CLEVELAND — He was the perfect quarterback. Completed all of his passes. Never got hit. He was cool. He was unrazzled. He came into the locker room after the game and his uniform was still gleaming white, and he took it off and strolled casually in for a shower.
“How many of those have you thrown in your career?” someone asked Brian Brennan of his dramatic big pass, the longest of the Lions-Browns game Sunday.
“Three,” he said, wrapping a towel around himself. “I’m three-for-three. I am 1,000 percent.”
Three-for-three. One thousand percent. He has never thrown an incompletion.
Very cool. He pulled on his jeans and ran a hand through his wet curly hair and, presto, it was neatly in place.
He is the perfect quarterback. Except that he is a wide receiver.
A wide receiver?
“Aren’t you nervous out there, having to throw a pass when that’s not your real job?” someone asked.

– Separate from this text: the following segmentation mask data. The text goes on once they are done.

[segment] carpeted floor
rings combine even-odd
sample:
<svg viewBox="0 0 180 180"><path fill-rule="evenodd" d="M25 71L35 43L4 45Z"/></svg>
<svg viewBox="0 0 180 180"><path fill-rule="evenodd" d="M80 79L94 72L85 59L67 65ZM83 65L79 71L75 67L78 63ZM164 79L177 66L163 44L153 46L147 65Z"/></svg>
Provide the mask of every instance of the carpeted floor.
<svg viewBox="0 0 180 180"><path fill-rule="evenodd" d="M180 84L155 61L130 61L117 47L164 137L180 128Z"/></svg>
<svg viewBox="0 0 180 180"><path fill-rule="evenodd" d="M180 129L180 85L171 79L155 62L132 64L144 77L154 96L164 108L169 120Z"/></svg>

“Nervous?” he said, looking surprised. Best on the field With one play, Brian Brennan, wide receiver, was the best quarterback on the field here Sunday. The Lions’ Eric Hipple was racking up countless five-yard completions, but missing when he went for the big gainer. Cleveland’s Bernie Kosar was throwing screen passes or incompletions, but nothing of any consequence.
Could they go long? No they could not. Could they throw and not get clobbered? No they could not. But in the fourth quarter, with the game close, Brennan, who had not caught a pass in the first three periods, took a lateral toss from Kosar at the Detroit 49 and heaved a perfect spiral to Herman Fontenot, who was racing downfield. It rose like destiny and delivered itself like a newborn from a stork, plop, right in Fontenot’s hands for a 35-yard completion.
Two plays later the Browns scored a touchdown, going ahead, 24-14. The game was all but over.
One pass. One completion. The perfect quarterback.
“What did Kosar say to you when you came off the field?” someone asked.
“He said, ‘Nice pass,’ ” Brennan replied.
Some of you might remember Brennan as a standout quarterback at Birmingham Brother Rice High School. He hoped to play that position at college, but he chose Boston College, and a year later a kid named Doug Flute showed up. “And that about did it for my quarterbacking,” Brennan said.
So he went undercover, became the Clark Kent of quarterbacks, a mild-mannered receiver with a big red Q underneath his uniform. He is in his third year with the Browns. He has thrown three passes. Three-for-three. No incompletions. One thousand percent.
“Aren’t you worried one day, you’ll go out there and throw one incomplete?” he was asked.
“Incomplete?” he said, grinning. “Me? No way. I’m on the money.” Right place, right time A teammate walked by in the locker room. “Nice pickup, man,” he said.
Oh yes, the pickup. In the second period, the Browns ran Kevin Mack on a pitchout, and he fumbled on the Detroit 1. But there was another Brown just waiting there, and when the ball popped free, he pounced on it and scored a touchdown.
One pass. One completion. One touchdown.
“I was supposed to be blocking on that play,” he said. “But I missed my block. I just happened to be down there when the ball popped out and I jumped on it.”
When the game ended, the scoreboard read 24-21, Browns. Brennan had six of those points. He was the key to six more. His uniform was still gleaming white.
“So you have never messed up,” someone observed. “Never had a pass that missed the mark?”
“Well, once,” he said, “back in college. We had a play where Doug threw me the ball and he went out and I threw it to him. We tried it against Pittsburgh one year, and I remember that one was an incomplete.”
He paused. “Actually, Doug dropped it.”